In anticancer activity study of pyrazolopyranopyrimidines derivatives, the order of effect based on IC50 value was 5f > 5g > 5e > 5d > 5c > 5b > 5a > 5m > 5n > 5L > 5j > 5k > 5i > 5h and listed in Table 5.

TABLE 5

IC50 value of pyrazolopyranopyrimidine derivatives in anticancer activity.

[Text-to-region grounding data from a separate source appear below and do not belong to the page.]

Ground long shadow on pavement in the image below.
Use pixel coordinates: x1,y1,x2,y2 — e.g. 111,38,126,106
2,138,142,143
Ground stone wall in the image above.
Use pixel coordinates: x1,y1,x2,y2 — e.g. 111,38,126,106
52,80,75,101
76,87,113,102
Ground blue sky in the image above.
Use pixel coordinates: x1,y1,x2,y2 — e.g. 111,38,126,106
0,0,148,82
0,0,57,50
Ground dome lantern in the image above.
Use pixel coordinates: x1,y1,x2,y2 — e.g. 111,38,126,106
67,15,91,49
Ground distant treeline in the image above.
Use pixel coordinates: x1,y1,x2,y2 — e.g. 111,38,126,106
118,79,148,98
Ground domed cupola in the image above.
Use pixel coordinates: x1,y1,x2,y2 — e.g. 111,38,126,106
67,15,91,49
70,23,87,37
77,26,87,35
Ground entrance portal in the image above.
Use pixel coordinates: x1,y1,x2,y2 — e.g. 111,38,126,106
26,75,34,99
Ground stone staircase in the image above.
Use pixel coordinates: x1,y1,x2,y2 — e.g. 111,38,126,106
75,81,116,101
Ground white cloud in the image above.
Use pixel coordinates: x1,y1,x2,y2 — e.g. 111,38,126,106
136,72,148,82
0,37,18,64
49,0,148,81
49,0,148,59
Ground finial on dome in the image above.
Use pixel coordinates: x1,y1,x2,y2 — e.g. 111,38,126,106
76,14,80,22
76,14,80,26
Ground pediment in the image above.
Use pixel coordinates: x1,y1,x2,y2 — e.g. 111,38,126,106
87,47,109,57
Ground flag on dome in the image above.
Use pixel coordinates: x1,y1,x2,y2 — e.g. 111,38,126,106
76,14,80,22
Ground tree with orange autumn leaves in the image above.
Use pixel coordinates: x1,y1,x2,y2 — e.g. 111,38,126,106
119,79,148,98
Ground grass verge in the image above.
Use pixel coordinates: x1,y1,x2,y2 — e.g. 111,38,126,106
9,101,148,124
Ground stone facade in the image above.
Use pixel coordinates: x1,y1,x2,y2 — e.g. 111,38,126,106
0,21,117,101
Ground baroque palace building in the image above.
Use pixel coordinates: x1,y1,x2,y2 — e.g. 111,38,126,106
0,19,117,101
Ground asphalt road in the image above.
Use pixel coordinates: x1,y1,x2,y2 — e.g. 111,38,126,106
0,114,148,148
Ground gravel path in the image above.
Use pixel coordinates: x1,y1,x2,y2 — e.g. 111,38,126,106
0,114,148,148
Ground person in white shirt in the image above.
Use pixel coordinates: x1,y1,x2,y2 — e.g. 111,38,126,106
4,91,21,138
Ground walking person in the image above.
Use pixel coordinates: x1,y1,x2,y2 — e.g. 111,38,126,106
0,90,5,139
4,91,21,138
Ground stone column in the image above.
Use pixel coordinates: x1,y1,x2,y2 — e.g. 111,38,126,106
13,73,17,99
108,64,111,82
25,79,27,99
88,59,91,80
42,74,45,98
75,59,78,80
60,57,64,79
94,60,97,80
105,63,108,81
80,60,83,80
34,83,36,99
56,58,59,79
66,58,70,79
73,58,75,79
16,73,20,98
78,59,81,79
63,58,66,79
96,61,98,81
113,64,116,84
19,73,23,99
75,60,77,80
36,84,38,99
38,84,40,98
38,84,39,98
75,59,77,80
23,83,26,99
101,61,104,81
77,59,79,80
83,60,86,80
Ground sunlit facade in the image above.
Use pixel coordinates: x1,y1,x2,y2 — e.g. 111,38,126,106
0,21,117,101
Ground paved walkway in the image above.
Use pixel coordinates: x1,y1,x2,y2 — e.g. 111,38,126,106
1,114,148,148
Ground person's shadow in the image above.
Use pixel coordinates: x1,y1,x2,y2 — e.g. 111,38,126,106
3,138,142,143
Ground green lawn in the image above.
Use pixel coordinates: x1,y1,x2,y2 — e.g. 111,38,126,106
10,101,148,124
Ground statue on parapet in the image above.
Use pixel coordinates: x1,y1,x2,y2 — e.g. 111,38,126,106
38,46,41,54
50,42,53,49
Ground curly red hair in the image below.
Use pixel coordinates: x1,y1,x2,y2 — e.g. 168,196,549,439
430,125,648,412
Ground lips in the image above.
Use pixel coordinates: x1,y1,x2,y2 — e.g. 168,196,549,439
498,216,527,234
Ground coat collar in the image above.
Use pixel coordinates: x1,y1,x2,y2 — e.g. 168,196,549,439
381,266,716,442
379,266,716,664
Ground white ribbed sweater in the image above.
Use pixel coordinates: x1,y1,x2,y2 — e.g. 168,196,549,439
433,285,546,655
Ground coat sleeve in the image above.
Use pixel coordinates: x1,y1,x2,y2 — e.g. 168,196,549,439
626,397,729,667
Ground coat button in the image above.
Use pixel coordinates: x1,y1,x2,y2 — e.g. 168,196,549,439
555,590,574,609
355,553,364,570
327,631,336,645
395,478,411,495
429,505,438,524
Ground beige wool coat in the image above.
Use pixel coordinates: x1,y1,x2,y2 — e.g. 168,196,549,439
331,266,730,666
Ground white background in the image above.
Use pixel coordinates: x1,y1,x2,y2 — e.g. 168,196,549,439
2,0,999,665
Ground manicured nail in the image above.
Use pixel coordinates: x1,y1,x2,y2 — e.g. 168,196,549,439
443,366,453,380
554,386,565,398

Product	5a	5b	5c	5d	5e	5f	5g	5h	5i	5j	5k	5l	5m	5n
IC50 (μM/ml)	163	161	157	156	154	145	155	228	223	213	214	203	197	201

High anticancer activity of Y-MOF nanostructure can be related to the presence of Yttrium metal in its structure (Figure 11) (Polat et al., 2016). From the obtained results of anticancer activity of pyrazolopyranopyrimidines derivatives, it can be concluded that the order of anticancer activity of derivatives depends on the presence of barbituric acid and hydroxy and methoxy groups and their location in the benzene ring, and the derivatives with barbituric acid and hydroxy have the highest effect (5f, 5g, and 5e) and the presence of the hydroxy group in the position of 4 benzene rings had the greatest effect (5f).

FIGURE 11

Cell proliferation and viability of Y-MOF and pyrazolopyranopyrimidine derivatives in concentrations of 300 μM/ml. Data represent mean (n = 3) ± SD.

4 Conclusion

In this study, for the first time, novel structures of Y-MOF were developed by microwave conditions. The final material showed a small crystalline size of nm and narrow particle size distribution without any agglomeration in the final structures. In order to ensure the presence of related elements (Y, O, N and C) in the final Y-MOF nanostructure, the EDX spectrum was used. The synthesized Y-MOF after confirming the structure was used as an efficient and recyclable catalyst in the synthesis of pyrazolopyranopyrimidines derivatives, and new derivatives of pyrazolopyranopyrimidines were synthesized. Other advantages of catalyst application Y-MOF nanostructure include higher efficiency and synthesis of derivatives in less time. In continued reviews on the properties of Y-MOF nanostructure, anti-cancer activity was evaluated and high properties against breast cancer cells were observed. The anti-cancer activity of the pyrazolopyranopyrimidines derivatives was also evaluated and an acceptable relationship was observed between the structure of the derivatives and their anti-cancer activity.